Is grass the answer to a global problem?
Grass4Food is a collaboration between several partners and will soon be ready to produce protein from grass in a new pilot plant located in GreenLab. Grass protein represents a down-to-earth solution to a problem of global scale: How to feed a growing population sustainably and reduce CO2 emissions. Find out more about GreenLab’s newest tenant here.
What does it take to turn grass into a functional protein suitable for human nutrition? And can it be done in a sustainable way that is commercially viable? Those were a few of the questions that Mette and Peter Lübeck, both associate professors from the Section for Sustainable Biotechnology at Aalborg University, asked themselves when they first started researching if grass could be one of the answers to complex questions. Questions like “How do we feed the world’s growing population?”, “Is there an alternative to soy in animal feed?”, and “Can we reduce CO2 and produce protein sustainably to help reach Denmark’s 2030 goals?”
The two associate professors found the answer when they developed a technology that successfully turns grass into proteins that are not only suitable for human consumption, but also a great supplement in animal feed, a fertilizer for the farming industry, and a valuable supply for biogas plants.

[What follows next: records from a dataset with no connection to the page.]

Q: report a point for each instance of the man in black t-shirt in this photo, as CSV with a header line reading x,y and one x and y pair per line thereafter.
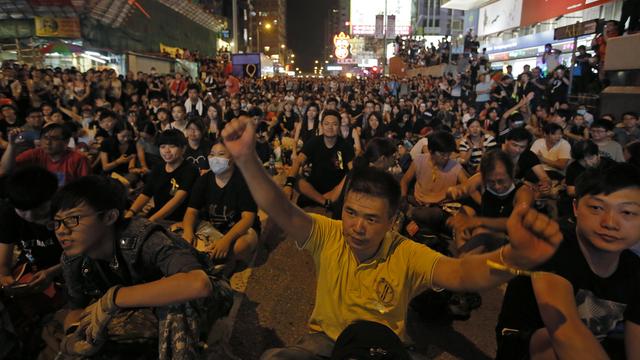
x,y
586,303
168,184
27,282
330,158
528,165
22,220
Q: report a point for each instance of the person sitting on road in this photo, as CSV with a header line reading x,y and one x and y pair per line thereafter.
x,y
27,283
52,154
434,172
361,252
586,303
483,225
221,217
330,158
169,184
130,281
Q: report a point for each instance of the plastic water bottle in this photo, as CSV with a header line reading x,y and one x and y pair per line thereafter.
x,y
272,165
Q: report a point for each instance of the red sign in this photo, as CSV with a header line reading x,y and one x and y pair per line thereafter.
x,y
535,11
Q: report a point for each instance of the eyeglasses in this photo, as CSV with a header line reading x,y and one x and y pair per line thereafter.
x,y
52,138
69,222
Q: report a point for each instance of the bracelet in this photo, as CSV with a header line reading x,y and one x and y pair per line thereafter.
x,y
506,268
291,181
327,203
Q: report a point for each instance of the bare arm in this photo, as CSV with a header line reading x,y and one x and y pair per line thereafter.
x,y
174,289
189,224
570,338
239,136
170,206
632,340
107,166
6,263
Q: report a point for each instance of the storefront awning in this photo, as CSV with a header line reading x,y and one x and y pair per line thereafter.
x,y
465,4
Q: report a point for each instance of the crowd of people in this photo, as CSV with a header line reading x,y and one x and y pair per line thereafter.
x,y
128,201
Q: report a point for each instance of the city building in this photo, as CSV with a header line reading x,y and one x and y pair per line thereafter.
x,y
268,32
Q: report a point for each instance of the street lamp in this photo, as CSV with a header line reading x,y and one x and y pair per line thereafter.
x,y
267,26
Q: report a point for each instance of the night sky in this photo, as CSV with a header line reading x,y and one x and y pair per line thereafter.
x,y
305,30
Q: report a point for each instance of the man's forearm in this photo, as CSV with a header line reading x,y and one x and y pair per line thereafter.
x,y
272,200
8,160
174,289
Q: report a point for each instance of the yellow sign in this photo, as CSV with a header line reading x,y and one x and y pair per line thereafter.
x,y
342,43
48,26
171,51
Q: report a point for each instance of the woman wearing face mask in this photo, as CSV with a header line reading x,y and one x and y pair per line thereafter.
x,y
474,145
197,145
221,218
482,223
118,153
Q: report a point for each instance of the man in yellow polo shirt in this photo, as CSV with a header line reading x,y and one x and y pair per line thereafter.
x,y
366,271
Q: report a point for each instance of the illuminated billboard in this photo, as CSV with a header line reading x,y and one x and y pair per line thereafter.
x,y
363,15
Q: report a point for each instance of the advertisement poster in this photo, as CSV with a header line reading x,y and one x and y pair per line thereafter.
x,y
499,16
47,26
535,11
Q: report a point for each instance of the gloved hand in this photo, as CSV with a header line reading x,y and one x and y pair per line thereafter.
x,y
72,344
95,317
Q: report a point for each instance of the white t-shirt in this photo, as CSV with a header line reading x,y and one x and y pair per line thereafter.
x,y
418,148
561,150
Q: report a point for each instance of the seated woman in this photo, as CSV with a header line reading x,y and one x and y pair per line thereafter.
x,y
221,217
118,153
132,287
483,226
474,145
147,148
169,183
380,153
198,145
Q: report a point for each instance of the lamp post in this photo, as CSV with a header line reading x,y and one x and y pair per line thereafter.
x,y
267,26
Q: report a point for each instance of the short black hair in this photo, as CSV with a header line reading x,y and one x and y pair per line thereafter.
x,y
519,134
101,193
603,124
584,148
493,157
66,133
172,137
441,141
331,113
106,113
551,128
376,182
198,123
31,186
607,180
122,126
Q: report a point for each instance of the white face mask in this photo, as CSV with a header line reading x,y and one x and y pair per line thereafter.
x,y
218,164
491,191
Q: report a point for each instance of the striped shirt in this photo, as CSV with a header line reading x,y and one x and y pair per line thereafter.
x,y
489,142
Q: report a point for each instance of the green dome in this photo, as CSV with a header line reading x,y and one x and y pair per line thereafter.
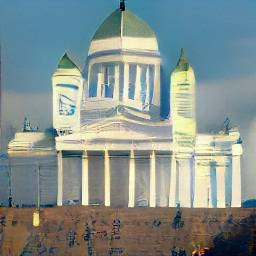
x,y
123,24
66,63
183,64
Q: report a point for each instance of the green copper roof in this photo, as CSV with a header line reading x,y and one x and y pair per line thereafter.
x,y
66,62
123,23
182,64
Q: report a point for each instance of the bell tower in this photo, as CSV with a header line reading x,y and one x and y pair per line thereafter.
x,y
67,86
182,107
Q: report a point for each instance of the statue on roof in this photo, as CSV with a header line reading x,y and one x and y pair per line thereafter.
x,y
122,5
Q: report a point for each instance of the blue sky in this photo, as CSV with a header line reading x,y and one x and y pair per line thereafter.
x,y
219,38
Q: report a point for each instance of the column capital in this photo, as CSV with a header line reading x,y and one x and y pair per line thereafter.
x,y
85,154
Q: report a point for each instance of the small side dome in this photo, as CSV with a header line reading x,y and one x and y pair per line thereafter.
x,y
183,64
66,63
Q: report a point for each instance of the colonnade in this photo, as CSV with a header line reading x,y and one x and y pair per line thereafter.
x,y
217,182
107,179
193,183
127,83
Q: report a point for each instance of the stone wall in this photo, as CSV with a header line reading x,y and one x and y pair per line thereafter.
x,y
77,230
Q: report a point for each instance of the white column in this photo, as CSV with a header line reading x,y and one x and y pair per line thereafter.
x,y
88,83
116,86
85,179
126,81
131,180
156,95
137,95
201,192
173,185
107,178
221,187
100,83
60,179
147,86
236,182
185,182
152,200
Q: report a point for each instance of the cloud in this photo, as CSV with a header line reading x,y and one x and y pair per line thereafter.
x,y
235,99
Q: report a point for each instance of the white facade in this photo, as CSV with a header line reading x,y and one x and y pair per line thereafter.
x,y
113,130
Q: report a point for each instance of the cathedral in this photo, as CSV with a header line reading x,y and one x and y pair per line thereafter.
x,y
112,146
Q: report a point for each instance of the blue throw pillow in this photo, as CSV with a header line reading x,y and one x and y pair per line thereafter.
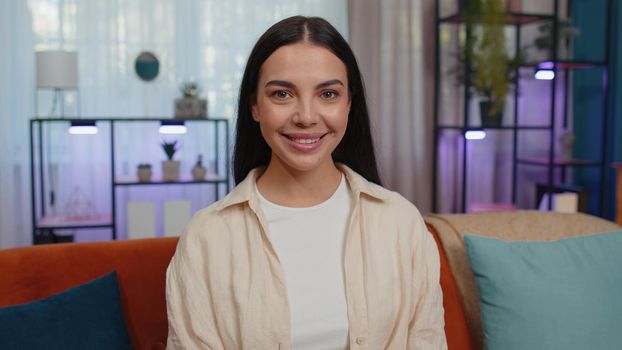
x,y
564,294
88,316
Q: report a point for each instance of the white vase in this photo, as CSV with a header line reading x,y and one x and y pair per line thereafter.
x,y
170,170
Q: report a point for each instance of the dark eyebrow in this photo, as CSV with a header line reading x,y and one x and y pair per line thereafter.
x,y
329,83
282,83
289,85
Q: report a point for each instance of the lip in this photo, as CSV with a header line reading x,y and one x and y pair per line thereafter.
x,y
304,147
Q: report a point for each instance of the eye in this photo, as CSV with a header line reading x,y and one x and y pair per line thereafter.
x,y
281,94
329,94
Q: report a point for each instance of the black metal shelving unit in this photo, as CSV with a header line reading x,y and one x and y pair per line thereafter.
x,y
549,163
45,225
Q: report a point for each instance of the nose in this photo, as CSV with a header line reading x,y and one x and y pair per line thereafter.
x,y
305,114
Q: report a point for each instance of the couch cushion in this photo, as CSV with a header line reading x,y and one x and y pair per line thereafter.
x,y
84,317
32,273
521,225
456,330
564,294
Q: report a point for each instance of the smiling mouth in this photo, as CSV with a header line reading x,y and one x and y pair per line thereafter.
x,y
305,140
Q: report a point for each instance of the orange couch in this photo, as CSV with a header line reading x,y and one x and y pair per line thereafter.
x,y
36,272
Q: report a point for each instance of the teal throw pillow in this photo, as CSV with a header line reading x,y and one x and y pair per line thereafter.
x,y
564,294
88,316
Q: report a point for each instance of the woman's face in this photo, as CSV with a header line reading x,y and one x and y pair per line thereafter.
x,y
302,105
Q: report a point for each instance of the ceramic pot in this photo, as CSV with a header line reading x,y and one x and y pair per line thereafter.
x,y
487,120
144,174
198,173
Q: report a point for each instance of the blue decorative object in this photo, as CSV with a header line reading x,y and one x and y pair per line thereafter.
x,y
88,316
564,294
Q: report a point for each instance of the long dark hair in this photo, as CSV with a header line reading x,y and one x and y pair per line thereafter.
x,y
355,149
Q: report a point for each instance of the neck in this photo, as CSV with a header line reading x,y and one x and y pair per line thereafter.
x,y
289,187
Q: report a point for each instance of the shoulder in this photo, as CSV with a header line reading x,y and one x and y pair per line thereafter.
x,y
394,205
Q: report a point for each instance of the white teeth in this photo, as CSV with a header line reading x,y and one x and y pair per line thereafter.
x,y
305,141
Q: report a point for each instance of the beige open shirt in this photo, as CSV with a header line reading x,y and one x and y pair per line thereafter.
x,y
225,287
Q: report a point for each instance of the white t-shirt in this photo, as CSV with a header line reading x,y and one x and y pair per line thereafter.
x,y
309,243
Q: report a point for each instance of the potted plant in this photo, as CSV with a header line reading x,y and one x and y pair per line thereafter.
x,y
144,172
170,167
199,171
485,61
190,106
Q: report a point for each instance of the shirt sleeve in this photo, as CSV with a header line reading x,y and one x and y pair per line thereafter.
x,y
191,323
427,324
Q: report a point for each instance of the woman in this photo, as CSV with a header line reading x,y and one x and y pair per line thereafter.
x,y
308,251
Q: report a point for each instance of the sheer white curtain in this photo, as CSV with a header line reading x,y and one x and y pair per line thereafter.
x,y
16,105
205,41
396,63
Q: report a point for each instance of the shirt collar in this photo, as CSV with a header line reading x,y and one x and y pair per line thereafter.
x,y
245,190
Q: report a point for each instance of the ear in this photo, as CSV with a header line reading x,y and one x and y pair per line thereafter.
x,y
255,112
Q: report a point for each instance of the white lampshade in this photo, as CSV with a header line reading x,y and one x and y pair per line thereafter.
x,y
57,69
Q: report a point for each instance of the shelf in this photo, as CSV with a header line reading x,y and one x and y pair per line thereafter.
x,y
474,127
184,180
125,119
559,162
62,221
510,18
567,64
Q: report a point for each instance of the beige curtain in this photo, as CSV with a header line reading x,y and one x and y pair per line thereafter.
x,y
394,43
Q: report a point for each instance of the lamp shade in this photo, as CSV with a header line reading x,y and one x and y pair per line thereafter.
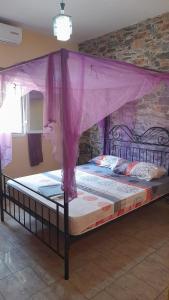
x,y
62,27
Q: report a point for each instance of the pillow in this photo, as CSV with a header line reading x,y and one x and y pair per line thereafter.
x,y
121,166
108,161
147,171
142,170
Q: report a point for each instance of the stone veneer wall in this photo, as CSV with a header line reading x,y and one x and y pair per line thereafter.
x,y
145,44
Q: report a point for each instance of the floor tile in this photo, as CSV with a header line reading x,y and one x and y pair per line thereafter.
x,y
153,273
103,296
62,290
129,287
15,259
11,289
30,281
164,295
90,280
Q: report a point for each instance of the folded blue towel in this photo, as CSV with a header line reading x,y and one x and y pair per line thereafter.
x,y
51,190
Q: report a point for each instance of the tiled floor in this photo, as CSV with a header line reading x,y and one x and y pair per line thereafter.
x,y
126,260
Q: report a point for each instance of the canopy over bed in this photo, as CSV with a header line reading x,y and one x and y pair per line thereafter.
x,y
79,91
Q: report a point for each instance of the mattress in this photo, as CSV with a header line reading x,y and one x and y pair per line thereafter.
x,y
101,196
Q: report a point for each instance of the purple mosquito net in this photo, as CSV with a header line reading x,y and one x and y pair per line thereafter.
x,y
79,91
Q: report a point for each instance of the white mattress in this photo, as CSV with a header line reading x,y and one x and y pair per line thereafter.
x,y
87,211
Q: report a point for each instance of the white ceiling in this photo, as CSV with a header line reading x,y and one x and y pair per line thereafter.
x,y
91,18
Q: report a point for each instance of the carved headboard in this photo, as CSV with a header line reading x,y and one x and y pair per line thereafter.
x,y
150,146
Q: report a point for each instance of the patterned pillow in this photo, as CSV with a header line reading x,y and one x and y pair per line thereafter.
x,y
142,170
121,167
147,171
108,161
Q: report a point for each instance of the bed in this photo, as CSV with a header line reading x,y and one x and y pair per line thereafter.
x,y
37,201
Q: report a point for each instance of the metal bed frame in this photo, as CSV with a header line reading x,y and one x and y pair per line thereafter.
x,y
35,216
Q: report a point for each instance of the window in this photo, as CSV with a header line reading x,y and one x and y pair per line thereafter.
x,y
21,114
11,110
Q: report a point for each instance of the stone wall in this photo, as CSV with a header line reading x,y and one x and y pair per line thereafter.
x,y
145,44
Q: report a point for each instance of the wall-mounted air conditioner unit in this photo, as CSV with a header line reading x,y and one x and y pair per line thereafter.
x,y
10,34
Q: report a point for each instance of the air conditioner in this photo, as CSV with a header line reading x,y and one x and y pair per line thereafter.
x,y
10,34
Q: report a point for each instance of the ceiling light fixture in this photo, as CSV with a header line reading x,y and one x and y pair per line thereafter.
x,y
62,25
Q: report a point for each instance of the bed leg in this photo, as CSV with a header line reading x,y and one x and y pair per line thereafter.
x,y
66,264
66,237
1,200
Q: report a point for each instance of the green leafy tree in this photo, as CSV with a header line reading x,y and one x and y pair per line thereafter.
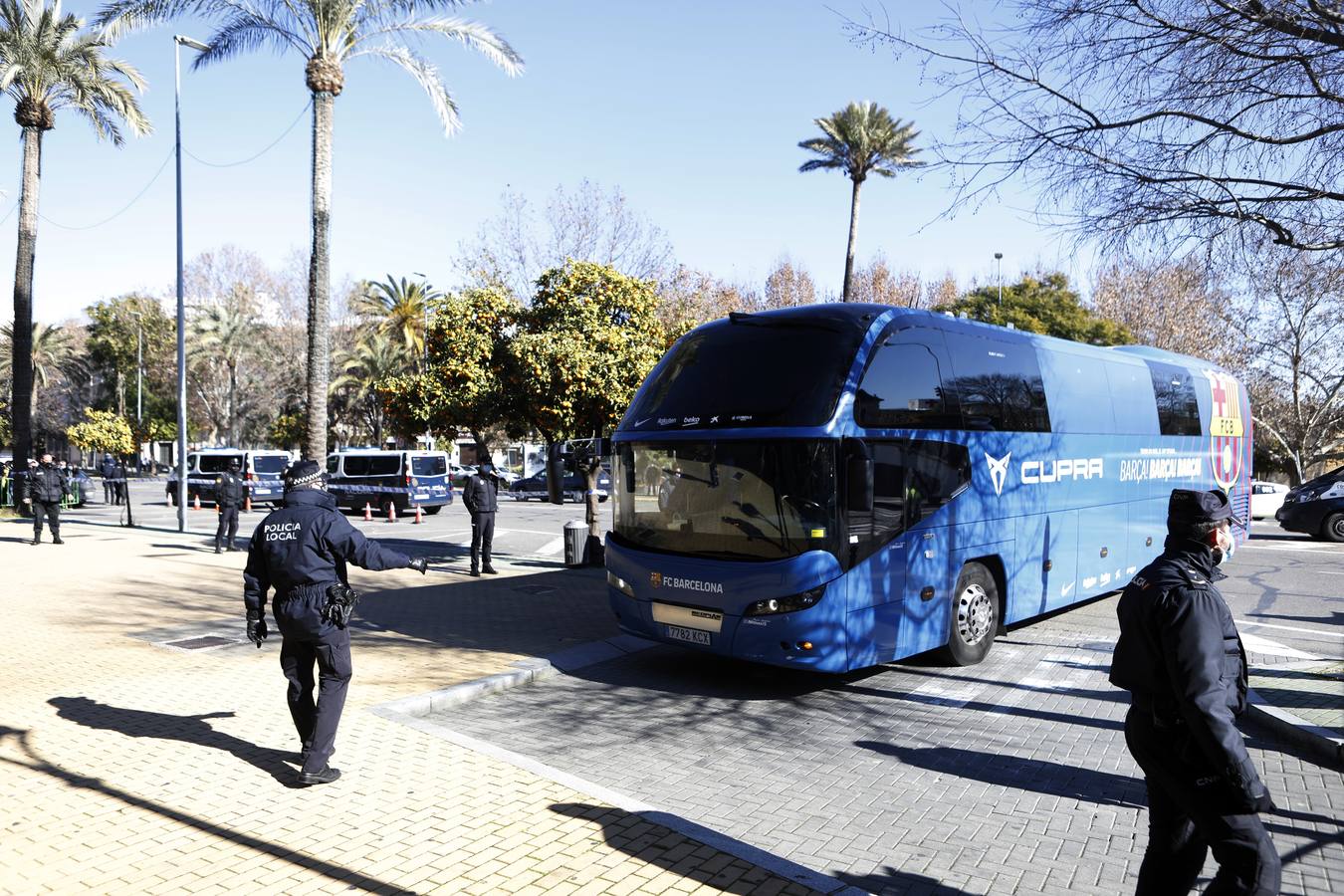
x,y
860,140
327,34
103,433
579,352
398,308
51,64
1044,304
375,358
113,331
461,385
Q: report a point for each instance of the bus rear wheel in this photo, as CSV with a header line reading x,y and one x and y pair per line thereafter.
x,y
975,615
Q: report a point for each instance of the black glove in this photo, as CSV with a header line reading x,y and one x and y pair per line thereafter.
x,y
257,630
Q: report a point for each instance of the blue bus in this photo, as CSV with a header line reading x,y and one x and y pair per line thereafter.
x,y
843,485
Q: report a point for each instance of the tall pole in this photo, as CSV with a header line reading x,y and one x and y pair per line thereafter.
x,y
181,310
999,264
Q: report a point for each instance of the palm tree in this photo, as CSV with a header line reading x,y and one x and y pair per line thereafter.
x,y
375,358
329,34
225,334
49,62
860,140
400,308
53,353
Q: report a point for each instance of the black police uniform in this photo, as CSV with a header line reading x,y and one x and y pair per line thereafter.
x,y
1182,660
481,500
46,487
300,551
229,496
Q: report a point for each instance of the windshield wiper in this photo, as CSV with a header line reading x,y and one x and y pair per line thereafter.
x,y
755,320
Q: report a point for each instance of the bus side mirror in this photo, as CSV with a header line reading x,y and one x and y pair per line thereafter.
x,y
857,474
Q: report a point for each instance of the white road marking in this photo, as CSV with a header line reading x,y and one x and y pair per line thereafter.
x,y
1266,625
1256,644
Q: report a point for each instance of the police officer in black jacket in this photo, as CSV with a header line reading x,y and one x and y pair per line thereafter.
x,y
229,496
43,489
302,551
481,500
1183,662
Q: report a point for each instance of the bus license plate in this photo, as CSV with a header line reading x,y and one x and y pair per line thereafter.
x,y
688,634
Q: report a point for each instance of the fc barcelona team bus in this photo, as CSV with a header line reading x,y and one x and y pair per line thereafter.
x,y
843,485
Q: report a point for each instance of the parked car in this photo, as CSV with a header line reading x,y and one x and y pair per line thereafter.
x,y
1316,507
1266,499
386,479
262,470
572,485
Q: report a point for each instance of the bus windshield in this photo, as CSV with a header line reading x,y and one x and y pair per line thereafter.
x,y
728,499
755,371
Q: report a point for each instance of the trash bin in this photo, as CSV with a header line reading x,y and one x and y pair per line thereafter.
x,y
575,539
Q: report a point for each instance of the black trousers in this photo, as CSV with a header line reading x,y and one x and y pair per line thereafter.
x,y
483,537
227,524
310,639
1185,819
50,510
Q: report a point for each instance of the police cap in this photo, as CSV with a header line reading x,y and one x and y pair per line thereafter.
x,y
302,473
1189,508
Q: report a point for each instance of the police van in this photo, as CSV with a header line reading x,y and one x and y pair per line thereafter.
x,y
262,470
383,479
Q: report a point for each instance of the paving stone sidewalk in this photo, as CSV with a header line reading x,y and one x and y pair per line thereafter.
x,y
133,766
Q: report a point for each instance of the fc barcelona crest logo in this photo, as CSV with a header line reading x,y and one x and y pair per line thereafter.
x,y
1226,429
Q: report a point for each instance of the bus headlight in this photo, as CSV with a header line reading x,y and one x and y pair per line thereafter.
x,y
786,604
620,584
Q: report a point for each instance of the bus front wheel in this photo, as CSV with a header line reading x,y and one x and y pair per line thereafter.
x,y
975,615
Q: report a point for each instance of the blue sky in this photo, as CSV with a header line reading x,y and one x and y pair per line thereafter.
x,y
694,109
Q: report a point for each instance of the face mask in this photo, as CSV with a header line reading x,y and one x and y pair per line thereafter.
x,y
1225,549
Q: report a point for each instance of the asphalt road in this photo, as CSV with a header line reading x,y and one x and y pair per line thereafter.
x,y
522,528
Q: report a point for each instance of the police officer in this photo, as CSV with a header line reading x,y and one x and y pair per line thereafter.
x,y
302,551
229,496
481,500
110,473
45,487
1183,662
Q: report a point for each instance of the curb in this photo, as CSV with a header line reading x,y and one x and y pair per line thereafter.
x,y
1321,743
414,711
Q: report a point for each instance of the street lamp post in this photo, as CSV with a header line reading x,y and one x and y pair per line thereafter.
x,y
181,311
999,264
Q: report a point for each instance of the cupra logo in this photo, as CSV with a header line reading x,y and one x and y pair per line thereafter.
x,y
999,470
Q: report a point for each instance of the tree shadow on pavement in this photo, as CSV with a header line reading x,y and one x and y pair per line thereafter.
x,y
161,726
1041,777
647,837
33,762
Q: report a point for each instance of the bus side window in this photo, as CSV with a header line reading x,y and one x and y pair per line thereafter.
x,y
1178,407
902,388
999,385
911,480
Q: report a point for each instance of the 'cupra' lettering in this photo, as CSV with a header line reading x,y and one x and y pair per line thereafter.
x,y
283,531
692,584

Their company is called BiomassProtein and plays a key role in the Grass4Food project.
GreenLab is home green home
A company that wants to produce sustainably and cost-efficiently can find no better place to build a production site than GreenLab. Not only is the green power cheap, the industrial park also allows the companies to share their excess resources with each other and enable CO2-neutral production.
For the Grass4Food project that means it can make use of the drying facilities at Danish Marine Protein and sell its excess grass pulp to GreenLab’s biogas plant. Full-scale production is expected to start in the spring of 2022 and the production of functional proteins for human consumption will start as soon as the Grass4Food has the needed EU approval.